Takenori Ikebe

From BR Bullpen

Takenori Ikebe (池辺 巌)

  • Bats Right, Throws Right
  • Height 5' 10", Weight 170 lb.

BR register page

Biographical Information[edit]

Takenori Ikebe played in Nippon Pro Baseball.

Ikebe was signed by the Daimai Orions in 1962.[1] He spent the first two years of his career in the NPB Farm Leagues, and only had 21 at-bats combined with the top team. Ikebe was turned into an outfielder and secured the 4th outfielder spot in 1964, and played 188 games combined in 1964 and 1965. He was the starting centerfielder of the Orions in 1966, and hit .227/.259/.397 with 10 homers. The Orions decided to move Ikebe to third base in 1967. Ikebe adapted to the infield soon, and attended the 1967 NPB All-Star Game, but went 0-for-1.[2] He ended up hitting .286/.331/.389, led the league in doubles and hit-by-pitches, ranked 7th in hits (17 behind Masahiro Doi) and 10th in batting. Ikebe stayed in third base and hit .246/.283/.373 in 1968, but he also made a league-leading 29 errors.[3]

Because of his terrible defense, the Orions moved Ikebe back to center field in 1969. He was selected to the 1969 All-Star Game, and went 1-for-3, with a single off Shoichi Ono. The Nagasaki ended up hitting .322/.367/.454 with 11 homers. He was third in batting (.011 behind Isao Harimoto) and 8th in swipes (31 behind Toshizo Sakamoto).

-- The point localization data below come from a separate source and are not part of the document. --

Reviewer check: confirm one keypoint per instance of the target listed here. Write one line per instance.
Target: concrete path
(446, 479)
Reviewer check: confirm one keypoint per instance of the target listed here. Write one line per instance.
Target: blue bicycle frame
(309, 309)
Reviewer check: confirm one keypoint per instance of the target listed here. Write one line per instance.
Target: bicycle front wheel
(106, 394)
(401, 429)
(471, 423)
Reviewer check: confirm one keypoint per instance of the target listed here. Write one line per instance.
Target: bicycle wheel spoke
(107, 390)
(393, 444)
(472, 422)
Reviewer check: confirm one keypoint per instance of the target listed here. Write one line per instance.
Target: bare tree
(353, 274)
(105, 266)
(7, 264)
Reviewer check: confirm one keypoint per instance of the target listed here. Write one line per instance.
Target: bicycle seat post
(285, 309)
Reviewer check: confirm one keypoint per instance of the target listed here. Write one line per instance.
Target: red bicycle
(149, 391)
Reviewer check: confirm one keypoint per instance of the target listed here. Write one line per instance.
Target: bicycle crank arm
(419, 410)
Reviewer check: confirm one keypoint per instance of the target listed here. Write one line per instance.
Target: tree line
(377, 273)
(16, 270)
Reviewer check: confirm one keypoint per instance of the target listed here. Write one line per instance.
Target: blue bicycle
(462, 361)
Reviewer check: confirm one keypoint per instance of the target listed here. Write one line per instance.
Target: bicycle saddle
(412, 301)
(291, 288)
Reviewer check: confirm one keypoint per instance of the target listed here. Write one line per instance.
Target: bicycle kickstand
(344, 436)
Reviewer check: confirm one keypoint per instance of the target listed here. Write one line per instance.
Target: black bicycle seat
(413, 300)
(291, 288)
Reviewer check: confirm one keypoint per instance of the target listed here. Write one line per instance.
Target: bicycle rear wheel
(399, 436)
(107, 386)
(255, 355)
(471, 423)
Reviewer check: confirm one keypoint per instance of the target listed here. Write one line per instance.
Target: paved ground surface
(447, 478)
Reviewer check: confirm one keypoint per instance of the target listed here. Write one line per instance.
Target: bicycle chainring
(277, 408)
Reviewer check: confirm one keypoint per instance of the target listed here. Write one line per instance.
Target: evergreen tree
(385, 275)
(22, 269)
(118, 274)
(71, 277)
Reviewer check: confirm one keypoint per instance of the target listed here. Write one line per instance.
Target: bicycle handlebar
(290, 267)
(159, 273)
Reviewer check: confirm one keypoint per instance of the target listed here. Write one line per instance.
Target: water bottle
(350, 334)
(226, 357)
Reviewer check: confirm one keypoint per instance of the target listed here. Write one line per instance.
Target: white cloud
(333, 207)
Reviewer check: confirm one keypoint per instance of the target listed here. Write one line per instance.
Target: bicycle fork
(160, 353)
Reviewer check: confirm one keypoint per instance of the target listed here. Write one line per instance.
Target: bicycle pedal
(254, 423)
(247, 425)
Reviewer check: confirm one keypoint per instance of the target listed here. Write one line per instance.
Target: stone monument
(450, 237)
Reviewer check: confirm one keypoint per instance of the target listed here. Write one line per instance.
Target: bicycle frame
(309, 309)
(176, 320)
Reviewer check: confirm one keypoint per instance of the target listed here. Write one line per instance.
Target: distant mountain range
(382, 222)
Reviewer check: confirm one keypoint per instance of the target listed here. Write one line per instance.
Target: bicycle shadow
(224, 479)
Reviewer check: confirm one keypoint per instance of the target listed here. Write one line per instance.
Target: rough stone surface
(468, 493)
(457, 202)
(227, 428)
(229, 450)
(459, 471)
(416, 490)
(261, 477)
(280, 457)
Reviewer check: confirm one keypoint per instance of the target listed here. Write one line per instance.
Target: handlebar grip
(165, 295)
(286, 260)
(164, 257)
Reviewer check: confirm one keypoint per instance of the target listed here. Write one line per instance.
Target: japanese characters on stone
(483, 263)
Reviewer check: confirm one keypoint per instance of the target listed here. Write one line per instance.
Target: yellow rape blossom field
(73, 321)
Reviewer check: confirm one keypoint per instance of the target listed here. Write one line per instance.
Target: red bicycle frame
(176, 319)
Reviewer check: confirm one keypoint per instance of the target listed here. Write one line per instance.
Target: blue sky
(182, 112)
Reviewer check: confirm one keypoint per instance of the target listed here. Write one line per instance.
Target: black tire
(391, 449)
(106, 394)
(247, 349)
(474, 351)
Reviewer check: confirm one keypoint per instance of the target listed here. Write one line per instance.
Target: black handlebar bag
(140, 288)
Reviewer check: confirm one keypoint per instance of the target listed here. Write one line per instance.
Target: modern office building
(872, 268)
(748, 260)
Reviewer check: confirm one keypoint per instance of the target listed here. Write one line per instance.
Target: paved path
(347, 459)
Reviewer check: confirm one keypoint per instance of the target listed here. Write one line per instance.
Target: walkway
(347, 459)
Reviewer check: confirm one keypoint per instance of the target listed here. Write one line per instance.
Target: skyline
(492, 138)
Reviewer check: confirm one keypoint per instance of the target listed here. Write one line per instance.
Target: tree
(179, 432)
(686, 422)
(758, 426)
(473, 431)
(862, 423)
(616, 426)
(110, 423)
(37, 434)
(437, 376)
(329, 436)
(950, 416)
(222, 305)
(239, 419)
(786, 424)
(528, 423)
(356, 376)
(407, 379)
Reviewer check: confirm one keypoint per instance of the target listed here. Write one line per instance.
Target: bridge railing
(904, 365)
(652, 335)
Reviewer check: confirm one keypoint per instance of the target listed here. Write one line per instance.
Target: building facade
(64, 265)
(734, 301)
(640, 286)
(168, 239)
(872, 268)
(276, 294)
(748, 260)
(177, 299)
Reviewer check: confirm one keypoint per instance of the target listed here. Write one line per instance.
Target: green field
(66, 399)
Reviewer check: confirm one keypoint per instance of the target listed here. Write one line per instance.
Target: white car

Ikebe extended his reliable performance in 1970, and hit .274/.314/.456 with a league-leading 27 sacrifice bunts. He participated in the All-Star Game for the third time in his career, and went 1-for-7; the only hit was a infield single off Yutaka Enatsu in Game 2.[4] In the 1970 Nippon Series, Ikebe was 4-for-15 with 2 RBI, but the Orions were still beaten by the Yomiuri Giants in 5 games. [5]

Ikebe was selected to the All-Star Game for the third consecutive year in the next summer, but went 0-for-2. He recorded a .288/.348/.474 batting line with 19 dingers in 1971, and ranked 8th in runs (11 behind Atsushi Nagaike). Ikebe batted .268/.321/.453 in 1972, and won his first Diamond Glove Award as an outfielder with Yutaka Fukumoto and Yoshinori Hirose. Ikebe slumped to .215/.300/.358 in 1973, and Takahiro Tokutsu took his outfield spot in 1974. He only went 1-for-6 in the 1974 Nippon Series. The Orions then traded him and Keiichi Inoue to the Hanshin Tigers for Kiyotake Suzuki, Osamu Uetsuji, Seiichi Ogawa, Hideo Hirayama and Masayoshi Moriyama.

Ikebe hit .260/.292/.326 in the first year with the Tigers. He improved to .279/.319/.442 in 1976, and won the Diamond Glove award again. He is the first outfielder to won a Diamond Glove in both leagues. Ikebe still recorded a .274/.303/.421 batting line in 1977, then declined to .228/.263/.272 in 1978. He transferred to the Kintetsu Buffaloes and hit .256/.306/.320 in 1979. After recording a 0-for-2 in the 1979 Nippon Series, Ikebe announced his retirement and became a coach.

He was the defense coach for the Buffaloes from 1984 to 1987, and worked for the Nankai Hawks on their minor team as the same position in 1988. He became the bench coach for the Hawks in 1989, then transferred to the Yokohama Taiyo Whales and served as defense coach from 1990 to 1992. He was also the batting coach for the Chiba Lotte Marines from 1993 to 1994.

Overall, Ikebe had hit .264/.308/.396 with 156 homers in 18 seasons in NPB.